Peristiwa tersebut memicu gelombang aksi demo besar yang mengguncang wilayah Jawa Timur, terutama di Tuban dan Surabaya. Massa menuntut transparansi, akuntabilitas, serta pertanggungjawaban penuh atas tindakan yang dinilai menciderai rasa keadilan masyarakat.
Akibat tekanan publik yang semakin menguat, desakan agar Kapolres Tuban dicopot pun semakin besar, hingga akhirnya Kapolda Jatim merespons cepat dengan menerbitkan surat perintah pemindahtugasan tersebut.
Sementara itu, ketika dikonfirmasi soal dugaan setoran dan pemotongan anggaran yang turut beredar dalam surat internal, Jules memilih menunggu hasil pemeriksaan Propam.

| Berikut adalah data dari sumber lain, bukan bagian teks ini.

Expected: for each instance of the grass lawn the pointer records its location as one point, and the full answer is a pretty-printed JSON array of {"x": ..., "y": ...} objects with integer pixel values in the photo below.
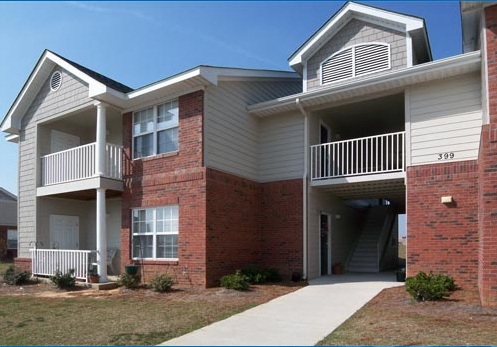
[
  {"x": 41, "y": 314},
  {"x": 97, "y": 321}
]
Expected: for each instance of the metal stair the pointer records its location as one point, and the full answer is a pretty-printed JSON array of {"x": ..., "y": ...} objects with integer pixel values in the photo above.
[{"x": 365, "y": 255}]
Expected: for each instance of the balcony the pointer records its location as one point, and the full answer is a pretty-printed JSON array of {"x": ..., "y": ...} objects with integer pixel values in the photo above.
[
  {"x": 79, "y": 163},
  {"x": 372, "y": 155}
]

“Propam sedang melakukan pemeriksaan dan penyelidikan lebih lanjut. Kami akan menyampaikan informasi setelah proses tersebut selesai,” pungkasnya.

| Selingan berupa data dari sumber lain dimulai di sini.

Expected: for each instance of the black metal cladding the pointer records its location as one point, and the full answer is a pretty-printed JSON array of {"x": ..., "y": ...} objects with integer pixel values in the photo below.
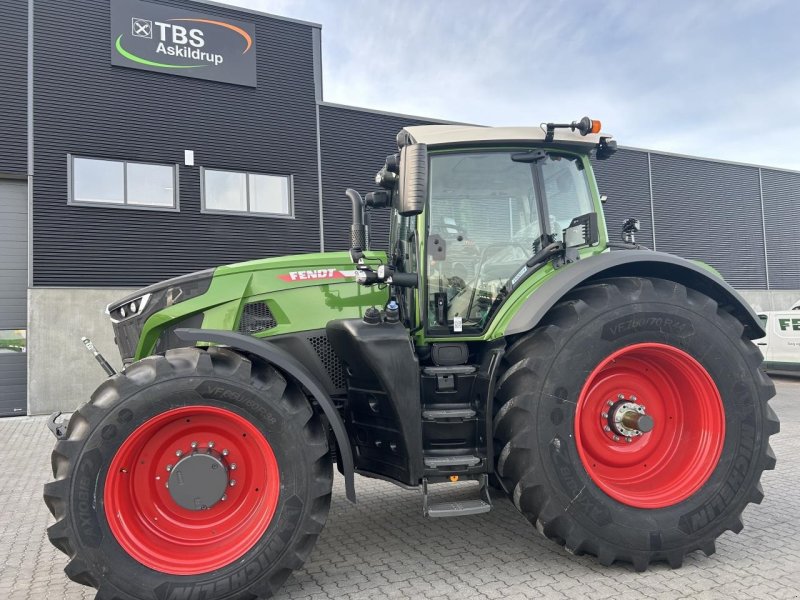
[
  {"x": 624, "y": 179},
  {"x": 14, "y": 86},
  {"x": 782, "y": 223},
  {"x": 354, "y": 145},
  {"x": 84, "y": 106},
  {"x": 710, "y": 211}
]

Apresiasi dari Gus Aulia, Ketua Presidium PWDPI
Ketua Presidium DPP Persatuan Wartawan Duta Pena Indonesia (PWDPI), Gus Aulia, SE., S.H., M.M., M.Ph, turut memberikan apresiasi atas tindakan cepat Kapolda Jatim dalam merespons situasi yang berkembang di masyarakat.
Dalam keterangannya, Gus Aulia menyampaikan:
“Kami sangat mengapresiasi langkah cepat dan tegas Kapolda Jatim Irjen Nanang Avianto. Respons cepat ini menunjukkan bahwa kepolisian tetap berkomitmen menjaga marwah institusi dan menjunjung tinggi rasa keadilan di tengah masyarakat.”
Ia juga menilai bahwa ketegasan Kapolda Jatim merupakan bentuk komitmen Polri dalam menindaklanjuti aduan publik dan menjaga integritas lembaga.
“Ketika muncul gejolak dan desakan masyarakat akibat insiden yang dianggap mencederai keadilan, maka tindakan cepat seperti ini sangat penting. Ini membuktikan bahwa Polri tidak anti-kritik dan tetap responsif terhadap aspirasi publik,” tambahnya.